Apropos ÖVP-Innenminister: Was ist eigentlich mit Ernst Strasser? Sitzt der eh schon im Häfn, oder läuft der immer noch frei herum, weil seine Verurteilung immer noch nicht rechtskräftig ist? Für mich ist die ÖVP das Letzte – eine echte Gefahr für die parlamentarische Demokratie und den Rechtsstaat. Eigentlich noch schlimmer als die FPÖ. Es ist höchste Zeit, dass diese Partei endlich aus der Bundesregierung gejagt wird! Wenn es sein muss, meinetwegen auch mit Hilfe der FPÖ und von Frank Stronach. Alles ist besser als die ÖVP in der Regierung.

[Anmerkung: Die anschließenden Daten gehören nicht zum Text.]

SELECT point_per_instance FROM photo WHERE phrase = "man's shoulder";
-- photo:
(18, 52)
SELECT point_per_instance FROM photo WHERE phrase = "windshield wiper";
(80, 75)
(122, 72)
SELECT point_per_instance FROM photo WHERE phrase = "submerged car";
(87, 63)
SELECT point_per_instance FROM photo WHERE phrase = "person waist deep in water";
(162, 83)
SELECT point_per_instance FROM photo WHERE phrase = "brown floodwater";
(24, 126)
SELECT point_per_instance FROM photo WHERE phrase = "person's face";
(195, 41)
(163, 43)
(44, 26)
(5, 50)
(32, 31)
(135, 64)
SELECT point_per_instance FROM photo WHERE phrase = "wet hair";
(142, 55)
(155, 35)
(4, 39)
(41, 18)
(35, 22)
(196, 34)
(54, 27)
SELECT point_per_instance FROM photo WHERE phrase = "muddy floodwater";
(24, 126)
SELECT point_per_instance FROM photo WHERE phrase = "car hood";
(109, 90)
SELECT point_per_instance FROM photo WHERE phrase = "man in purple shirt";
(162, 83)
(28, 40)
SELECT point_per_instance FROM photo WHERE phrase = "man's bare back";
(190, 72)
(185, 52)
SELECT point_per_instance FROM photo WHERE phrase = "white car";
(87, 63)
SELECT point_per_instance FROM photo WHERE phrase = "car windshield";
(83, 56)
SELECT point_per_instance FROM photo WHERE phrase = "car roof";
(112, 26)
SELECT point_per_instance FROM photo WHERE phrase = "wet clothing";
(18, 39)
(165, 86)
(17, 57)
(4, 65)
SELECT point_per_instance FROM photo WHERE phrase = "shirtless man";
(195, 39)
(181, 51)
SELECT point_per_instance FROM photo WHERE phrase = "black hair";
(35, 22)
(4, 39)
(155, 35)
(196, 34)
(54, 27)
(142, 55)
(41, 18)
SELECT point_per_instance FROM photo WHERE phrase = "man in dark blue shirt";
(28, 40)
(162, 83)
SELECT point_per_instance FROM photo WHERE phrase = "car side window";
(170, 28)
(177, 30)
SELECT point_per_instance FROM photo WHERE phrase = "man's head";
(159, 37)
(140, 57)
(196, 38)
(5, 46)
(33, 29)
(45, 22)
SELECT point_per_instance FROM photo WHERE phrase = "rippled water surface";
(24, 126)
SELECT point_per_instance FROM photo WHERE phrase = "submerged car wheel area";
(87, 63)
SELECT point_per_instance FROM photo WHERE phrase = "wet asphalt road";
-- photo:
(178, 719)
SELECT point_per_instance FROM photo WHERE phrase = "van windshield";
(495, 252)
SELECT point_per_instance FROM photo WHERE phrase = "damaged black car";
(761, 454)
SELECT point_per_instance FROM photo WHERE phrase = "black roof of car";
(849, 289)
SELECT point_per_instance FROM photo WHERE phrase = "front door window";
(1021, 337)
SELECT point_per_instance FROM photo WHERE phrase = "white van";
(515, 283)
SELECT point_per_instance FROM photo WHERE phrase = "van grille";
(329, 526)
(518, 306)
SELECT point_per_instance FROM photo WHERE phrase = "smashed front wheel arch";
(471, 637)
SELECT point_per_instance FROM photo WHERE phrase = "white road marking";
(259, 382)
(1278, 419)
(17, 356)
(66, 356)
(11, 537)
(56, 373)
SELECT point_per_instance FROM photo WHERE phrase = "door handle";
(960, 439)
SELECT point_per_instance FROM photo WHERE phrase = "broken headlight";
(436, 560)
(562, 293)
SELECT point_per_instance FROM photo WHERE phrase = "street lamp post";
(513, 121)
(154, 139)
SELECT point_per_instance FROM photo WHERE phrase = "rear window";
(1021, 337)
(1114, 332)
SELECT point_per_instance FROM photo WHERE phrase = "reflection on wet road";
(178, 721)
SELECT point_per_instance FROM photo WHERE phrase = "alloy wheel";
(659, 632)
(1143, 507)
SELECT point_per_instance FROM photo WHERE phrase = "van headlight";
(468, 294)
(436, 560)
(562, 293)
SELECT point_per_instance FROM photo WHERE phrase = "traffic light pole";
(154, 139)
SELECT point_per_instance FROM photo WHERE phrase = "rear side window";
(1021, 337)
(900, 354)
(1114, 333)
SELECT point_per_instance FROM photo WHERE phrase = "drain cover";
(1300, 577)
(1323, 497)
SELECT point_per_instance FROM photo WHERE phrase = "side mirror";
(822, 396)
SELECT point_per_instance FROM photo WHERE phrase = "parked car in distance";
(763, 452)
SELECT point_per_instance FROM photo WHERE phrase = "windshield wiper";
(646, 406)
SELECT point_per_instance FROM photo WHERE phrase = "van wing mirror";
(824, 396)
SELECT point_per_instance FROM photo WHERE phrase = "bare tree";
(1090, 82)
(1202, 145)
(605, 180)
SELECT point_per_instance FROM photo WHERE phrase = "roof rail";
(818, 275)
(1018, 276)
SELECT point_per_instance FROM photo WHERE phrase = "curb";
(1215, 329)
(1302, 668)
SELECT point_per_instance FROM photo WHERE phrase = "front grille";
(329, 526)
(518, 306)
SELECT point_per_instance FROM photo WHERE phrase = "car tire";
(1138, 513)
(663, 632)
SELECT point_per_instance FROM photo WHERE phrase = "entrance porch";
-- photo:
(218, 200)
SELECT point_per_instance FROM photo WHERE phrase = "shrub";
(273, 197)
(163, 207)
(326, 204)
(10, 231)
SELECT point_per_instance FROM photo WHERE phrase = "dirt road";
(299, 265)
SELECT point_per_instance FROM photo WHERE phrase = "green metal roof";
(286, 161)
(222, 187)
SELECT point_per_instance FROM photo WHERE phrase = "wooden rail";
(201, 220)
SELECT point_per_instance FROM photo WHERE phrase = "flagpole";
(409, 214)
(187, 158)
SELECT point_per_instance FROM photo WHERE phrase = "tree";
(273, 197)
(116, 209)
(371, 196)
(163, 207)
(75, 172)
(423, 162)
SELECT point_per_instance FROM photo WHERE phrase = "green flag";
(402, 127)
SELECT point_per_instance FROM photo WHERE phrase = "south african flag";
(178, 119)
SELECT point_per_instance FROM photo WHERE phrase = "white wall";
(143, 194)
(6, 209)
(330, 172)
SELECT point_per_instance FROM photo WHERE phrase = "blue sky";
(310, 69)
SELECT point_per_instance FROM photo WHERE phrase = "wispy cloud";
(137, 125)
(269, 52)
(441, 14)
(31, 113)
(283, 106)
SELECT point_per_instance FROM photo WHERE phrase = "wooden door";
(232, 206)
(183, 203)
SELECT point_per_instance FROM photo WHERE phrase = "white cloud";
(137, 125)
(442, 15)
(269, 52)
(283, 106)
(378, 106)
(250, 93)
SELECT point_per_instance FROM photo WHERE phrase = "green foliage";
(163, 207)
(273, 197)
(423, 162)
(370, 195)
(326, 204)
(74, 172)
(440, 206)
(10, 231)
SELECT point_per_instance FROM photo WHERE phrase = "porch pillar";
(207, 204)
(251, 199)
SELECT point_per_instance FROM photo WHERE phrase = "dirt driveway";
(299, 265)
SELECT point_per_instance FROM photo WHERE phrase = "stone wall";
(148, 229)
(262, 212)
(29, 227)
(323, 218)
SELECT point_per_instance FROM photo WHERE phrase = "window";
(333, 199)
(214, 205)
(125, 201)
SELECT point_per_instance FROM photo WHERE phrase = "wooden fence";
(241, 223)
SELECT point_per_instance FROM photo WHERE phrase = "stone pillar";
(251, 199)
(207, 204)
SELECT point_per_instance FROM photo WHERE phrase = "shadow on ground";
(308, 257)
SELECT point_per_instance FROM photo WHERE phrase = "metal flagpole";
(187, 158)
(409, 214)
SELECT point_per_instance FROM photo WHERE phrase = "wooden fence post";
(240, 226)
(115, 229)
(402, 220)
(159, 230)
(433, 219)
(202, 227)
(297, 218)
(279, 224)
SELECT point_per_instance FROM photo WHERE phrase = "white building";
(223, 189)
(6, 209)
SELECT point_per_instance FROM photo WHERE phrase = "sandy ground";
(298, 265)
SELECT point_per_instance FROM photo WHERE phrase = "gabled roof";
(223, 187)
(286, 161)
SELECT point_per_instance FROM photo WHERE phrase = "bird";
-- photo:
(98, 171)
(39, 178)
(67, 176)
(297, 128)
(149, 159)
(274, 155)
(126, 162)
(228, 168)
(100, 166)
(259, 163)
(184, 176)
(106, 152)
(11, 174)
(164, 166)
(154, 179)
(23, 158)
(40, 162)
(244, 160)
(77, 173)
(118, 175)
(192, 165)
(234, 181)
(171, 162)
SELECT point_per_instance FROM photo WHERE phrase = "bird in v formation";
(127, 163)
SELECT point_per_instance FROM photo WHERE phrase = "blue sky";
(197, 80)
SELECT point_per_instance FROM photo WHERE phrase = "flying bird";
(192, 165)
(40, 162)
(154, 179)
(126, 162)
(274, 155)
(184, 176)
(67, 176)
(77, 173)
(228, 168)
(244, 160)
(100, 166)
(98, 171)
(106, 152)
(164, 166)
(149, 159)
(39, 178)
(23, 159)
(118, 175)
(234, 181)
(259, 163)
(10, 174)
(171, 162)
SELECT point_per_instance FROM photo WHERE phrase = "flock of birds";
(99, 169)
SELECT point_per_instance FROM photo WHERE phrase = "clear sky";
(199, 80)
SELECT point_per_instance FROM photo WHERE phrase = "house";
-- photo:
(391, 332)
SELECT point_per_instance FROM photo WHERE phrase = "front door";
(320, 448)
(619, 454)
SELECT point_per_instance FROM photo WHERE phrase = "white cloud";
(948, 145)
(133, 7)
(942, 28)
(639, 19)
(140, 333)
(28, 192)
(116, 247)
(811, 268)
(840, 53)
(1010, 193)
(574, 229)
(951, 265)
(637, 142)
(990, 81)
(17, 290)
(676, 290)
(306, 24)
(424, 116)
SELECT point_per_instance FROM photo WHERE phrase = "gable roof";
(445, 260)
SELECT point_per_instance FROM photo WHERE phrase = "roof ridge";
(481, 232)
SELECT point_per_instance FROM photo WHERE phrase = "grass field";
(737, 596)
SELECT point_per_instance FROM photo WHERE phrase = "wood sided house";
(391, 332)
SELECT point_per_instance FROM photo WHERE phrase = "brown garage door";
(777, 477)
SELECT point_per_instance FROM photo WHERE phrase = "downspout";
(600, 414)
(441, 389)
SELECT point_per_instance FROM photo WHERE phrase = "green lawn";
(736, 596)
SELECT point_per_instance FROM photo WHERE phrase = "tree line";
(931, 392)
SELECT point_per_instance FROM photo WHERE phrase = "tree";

26 Jahre ÖVP ununterbrochen in der Bundesregierung sind genug!
Que(e)rschuss LN 3/2013
Nachträgliche Anmerkungen
Im Juli 2013 beschloss der Nationalrat dann doch die Entschärfung des § 278a StGB. „Es ist zwar erfreulich, dass die ÖVP noch quasi in letzter Minute vor der Sommerpause des Parlaments ihren Widerstand aufgegeben und diese Reform ermöglicht hat. Aber dieser erbitterte Widerstand hat natürlich einmal mehr die antidemokratische Grundhaltung der ÖVP aufgezeigt“, erklärte ich als HOSI-Wien-Generalsekretär in einer Aussendung am 6. Juli 2013.
Zum Prozess gegen die TierschützerInnen siehe auch meinen Kommentar in den LN 2/2011.
Zu diesem Zeitpunkt lief Ex-Innenminister Ernst Strasser noch frei herum, siehe dazu auch meine nachträglichen Anmerkungen zu meinem Kommentar in den LN 3/2009.